Personal Journeys with Gramma

Life adventures, inspiration and insight; shared in articles, advice, personal chats and pictures.

It’s Not Funny If It’s…Snot

Does EVERYONE have allergies some time in life? I don’t remember having allergies until after I was married. When I was young, we lived in a forest. I spent lots of time outdoors—camping, hiking, swimming, playing. The local cement block plant spewed gray dust into the air. I sniffed a bit, but no big deal.

The first house my husband and I shared rested in a suburban neighborhood roughly between two airports (one military, one civilian) almost immediately beside a major highway and a block from a major city street. We could wipe black powdered residue from airline tires off our windows. To complicate matters at the time, Denver periodically endured some of the worst air quality in the nation due to temperature inversions and toxic emissions, creating a gaseous monster that was called the brown cloud. It looked like brown death devouring the city. First born children grew nervous. Suddenly I was sneezing and dripping and coughing. I went to the doctor to see what was wrong. He sighed wearily and told me I had allergies—probably a form of hay fever.

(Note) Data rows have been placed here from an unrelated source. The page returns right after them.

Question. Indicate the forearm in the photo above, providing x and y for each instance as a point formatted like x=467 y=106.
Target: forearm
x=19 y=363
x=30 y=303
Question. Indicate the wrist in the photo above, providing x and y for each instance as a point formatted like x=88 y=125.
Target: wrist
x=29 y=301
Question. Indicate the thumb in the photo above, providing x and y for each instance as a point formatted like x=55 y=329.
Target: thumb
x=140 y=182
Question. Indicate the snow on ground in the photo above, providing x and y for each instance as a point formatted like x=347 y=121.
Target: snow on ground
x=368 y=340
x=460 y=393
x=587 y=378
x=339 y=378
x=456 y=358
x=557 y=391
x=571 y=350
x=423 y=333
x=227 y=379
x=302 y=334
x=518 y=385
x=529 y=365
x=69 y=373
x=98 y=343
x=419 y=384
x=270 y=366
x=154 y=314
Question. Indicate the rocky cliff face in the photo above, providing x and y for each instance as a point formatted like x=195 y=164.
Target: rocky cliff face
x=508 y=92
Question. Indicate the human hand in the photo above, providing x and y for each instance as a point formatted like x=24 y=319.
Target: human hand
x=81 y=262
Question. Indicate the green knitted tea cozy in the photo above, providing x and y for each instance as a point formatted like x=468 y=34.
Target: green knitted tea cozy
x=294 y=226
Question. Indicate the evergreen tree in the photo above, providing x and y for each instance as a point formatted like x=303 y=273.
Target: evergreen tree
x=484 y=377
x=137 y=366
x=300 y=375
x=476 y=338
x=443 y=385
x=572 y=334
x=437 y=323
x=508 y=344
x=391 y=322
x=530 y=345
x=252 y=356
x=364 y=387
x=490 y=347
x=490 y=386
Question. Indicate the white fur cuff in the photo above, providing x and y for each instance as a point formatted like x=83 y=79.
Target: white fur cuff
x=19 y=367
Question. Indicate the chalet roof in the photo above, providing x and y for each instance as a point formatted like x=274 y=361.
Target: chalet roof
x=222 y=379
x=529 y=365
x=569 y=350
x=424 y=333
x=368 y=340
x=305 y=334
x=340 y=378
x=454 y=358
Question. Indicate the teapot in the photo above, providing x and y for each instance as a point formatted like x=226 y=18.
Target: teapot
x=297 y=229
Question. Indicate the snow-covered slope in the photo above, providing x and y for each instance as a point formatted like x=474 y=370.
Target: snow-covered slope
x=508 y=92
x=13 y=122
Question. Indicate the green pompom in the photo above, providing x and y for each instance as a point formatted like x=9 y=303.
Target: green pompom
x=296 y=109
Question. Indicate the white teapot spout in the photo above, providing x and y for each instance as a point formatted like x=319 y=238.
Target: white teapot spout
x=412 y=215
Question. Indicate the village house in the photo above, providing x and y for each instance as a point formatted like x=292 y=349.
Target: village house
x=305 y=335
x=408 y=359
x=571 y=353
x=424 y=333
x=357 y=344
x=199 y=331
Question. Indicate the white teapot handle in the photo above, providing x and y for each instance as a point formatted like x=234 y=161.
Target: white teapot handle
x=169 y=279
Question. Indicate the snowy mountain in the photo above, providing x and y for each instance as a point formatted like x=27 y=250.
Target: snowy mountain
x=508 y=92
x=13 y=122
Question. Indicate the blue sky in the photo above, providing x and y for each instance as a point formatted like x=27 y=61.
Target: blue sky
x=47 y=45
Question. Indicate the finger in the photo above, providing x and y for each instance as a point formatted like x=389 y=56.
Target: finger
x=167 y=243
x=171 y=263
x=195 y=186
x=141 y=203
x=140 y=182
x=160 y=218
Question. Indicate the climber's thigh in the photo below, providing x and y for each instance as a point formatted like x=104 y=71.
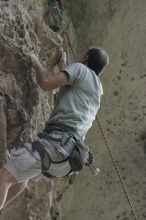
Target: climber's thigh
x=23 y=164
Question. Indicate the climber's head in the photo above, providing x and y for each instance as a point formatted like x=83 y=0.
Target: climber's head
x=96 y=59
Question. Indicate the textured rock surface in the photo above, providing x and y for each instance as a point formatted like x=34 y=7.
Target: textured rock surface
x=119 y=27
x=24 y=107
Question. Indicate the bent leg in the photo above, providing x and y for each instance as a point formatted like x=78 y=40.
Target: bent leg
x=6 y=181
x=14 y=191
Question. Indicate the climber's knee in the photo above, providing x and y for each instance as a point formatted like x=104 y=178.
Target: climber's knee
x=7 y=177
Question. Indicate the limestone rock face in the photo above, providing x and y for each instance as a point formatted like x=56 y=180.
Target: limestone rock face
x=24 y=107
x=119 y=27
x=32 y=26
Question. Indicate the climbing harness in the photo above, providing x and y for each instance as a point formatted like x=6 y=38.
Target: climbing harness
x=79 y=157
x=101 y=129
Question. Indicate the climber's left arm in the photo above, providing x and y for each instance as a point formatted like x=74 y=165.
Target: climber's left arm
x=47 y=81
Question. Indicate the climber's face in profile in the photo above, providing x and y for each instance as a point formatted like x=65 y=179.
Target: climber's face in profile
x=96 y=59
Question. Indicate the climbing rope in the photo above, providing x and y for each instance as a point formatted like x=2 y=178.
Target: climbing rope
x=101 y=129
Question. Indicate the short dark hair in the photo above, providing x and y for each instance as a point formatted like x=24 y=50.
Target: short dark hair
x=97 y=59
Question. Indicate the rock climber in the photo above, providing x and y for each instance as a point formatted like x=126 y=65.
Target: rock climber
x=59 y=149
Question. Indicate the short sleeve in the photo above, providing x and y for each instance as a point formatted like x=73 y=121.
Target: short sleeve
x=74 y=72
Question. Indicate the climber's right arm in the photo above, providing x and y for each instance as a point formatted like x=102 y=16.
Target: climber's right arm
x=47 y=81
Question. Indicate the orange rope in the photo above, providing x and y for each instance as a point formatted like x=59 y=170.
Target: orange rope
x=107 y=145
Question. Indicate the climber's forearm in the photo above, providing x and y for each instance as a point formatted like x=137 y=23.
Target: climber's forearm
x=41 y=75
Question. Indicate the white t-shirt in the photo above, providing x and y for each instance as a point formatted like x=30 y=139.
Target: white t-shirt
x=77 y=103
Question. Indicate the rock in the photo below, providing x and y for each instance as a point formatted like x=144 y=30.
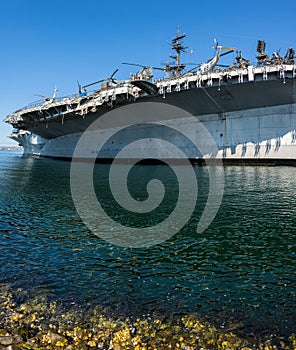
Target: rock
x=3 y=332
x=11 y=339
x=57 y=338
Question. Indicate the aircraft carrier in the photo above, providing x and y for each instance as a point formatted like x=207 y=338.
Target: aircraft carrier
x=248 y=112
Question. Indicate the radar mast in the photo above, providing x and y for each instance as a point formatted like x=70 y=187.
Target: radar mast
x=177 y=45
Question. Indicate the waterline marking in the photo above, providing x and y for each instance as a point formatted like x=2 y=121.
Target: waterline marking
x=142 y=131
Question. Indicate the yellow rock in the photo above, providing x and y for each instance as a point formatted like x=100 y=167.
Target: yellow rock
x=91 y=343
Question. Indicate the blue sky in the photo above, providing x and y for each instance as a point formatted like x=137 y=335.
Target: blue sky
x=50 y=43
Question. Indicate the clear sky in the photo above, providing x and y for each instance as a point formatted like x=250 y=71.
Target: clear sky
x=50 y=43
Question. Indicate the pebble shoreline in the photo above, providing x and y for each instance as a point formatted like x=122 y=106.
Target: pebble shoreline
x=39 y=324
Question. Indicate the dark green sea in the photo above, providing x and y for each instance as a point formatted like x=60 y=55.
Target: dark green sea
x=241 y=268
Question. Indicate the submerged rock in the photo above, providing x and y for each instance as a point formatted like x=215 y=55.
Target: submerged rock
x=11 y=339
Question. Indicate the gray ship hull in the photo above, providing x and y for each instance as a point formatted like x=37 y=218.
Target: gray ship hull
x=250 y=117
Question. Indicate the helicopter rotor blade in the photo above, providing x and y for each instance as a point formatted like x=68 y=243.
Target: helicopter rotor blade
x=116 y=70
x=96 y=82
x=40 y=95
x=226 y=53
x=134 y=64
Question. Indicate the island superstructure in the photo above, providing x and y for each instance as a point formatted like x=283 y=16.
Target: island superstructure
x=249 y=110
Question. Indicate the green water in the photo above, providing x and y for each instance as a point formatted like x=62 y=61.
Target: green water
x=241 y=268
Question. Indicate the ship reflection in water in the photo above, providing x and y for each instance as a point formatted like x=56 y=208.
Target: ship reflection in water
x=242 y=267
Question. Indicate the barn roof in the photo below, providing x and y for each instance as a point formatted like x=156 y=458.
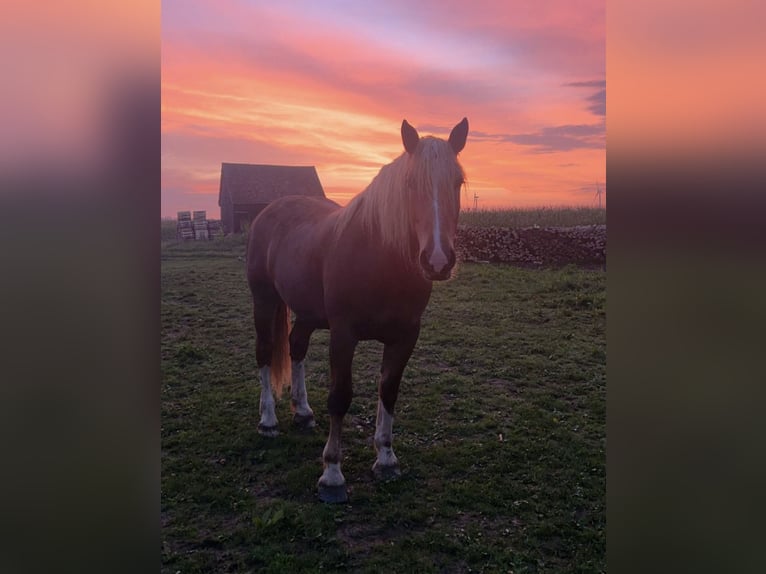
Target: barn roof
x=250 y=183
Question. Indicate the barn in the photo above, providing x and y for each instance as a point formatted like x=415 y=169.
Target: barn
x=247 y=188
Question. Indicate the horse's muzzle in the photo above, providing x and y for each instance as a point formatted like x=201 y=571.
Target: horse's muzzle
x=435 y=268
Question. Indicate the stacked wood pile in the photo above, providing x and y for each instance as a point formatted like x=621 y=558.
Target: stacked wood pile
x=197 y=226
x=200 y=226
x=533 y=246
x=185 y=229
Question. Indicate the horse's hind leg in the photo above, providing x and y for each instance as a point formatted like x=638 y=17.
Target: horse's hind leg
x=395 y=357
x=300 y=335
x=332 y=484
x=264 y=310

I suppose once your sensitive nasal membranes are annoyed, it’s easier for them to complain about a wide variety of irritants. Thus, I’m told many people who experience allergies to pollution eventually also develop allergies to seasonal triggers such as pollen or molds or perpetual catalysts such as dust. In my house, allergies are inevitable. The final product is misery. We moved away from Denver, but we acted too late. My fate was sealed.

Recently as my husband and I were walking our dogs on a county road, I stopped, alarmed. “Is that tree on fire?” I asked, pointing. “Nope,” my husband replied. “That’s pollen.” He was right. Later, looking out our front windows, I watched visible waves of pollen like bird formations swooping from tree to tree on the wind…and I sneezed.

Granted, few so-called hay fever sufferers reach life-threatening levels of reaction like people who are deathly allergic to certain drugs or foods or bee-stings can do. But we feel terrible and we’re crabby. I once had to teach a class with bits of tissue crammed up my nose because all the antihistamines on the market (over-the-counter and prescription) couldn’t rescue me from dripping. It was a humiliating experience. I love both spring and fall, and the tissue companies should send me Christmas cards to thank me for buying mass quantities of their products.

The good part about allergies is they’re humbling. It’s difficult to imagine you’re a superior human being when you have tissue in your nose. But you risk certain dangers—such as attempting to drive in dense traffic when your eyes are running and you’re trying desperately to reach something that can act as a tissue for your nose. Now that people are advised to sneeze into their elbows to avoid contaminating their hands, we allergy sufferers have to keep wet wipes at hand to clean off the elbows of our various outfits. I buy turmeric in pound bags so I can take a teaspoon daily, because that’s the only substance currently known to humankind that can help alleviate—not cure—my symptoms.

Of course, pollen and hay and dust aren’t the only irritants to which I tend to overreact. I’m also hyper-sensitive to deliberate ignorance, smug piety, cruelty, and lying and probably more I can’t justify. “Be the change you wish to see in the world.” And love. Apply love liberally—to yourself and those around you. The rest is a matter of tolerance.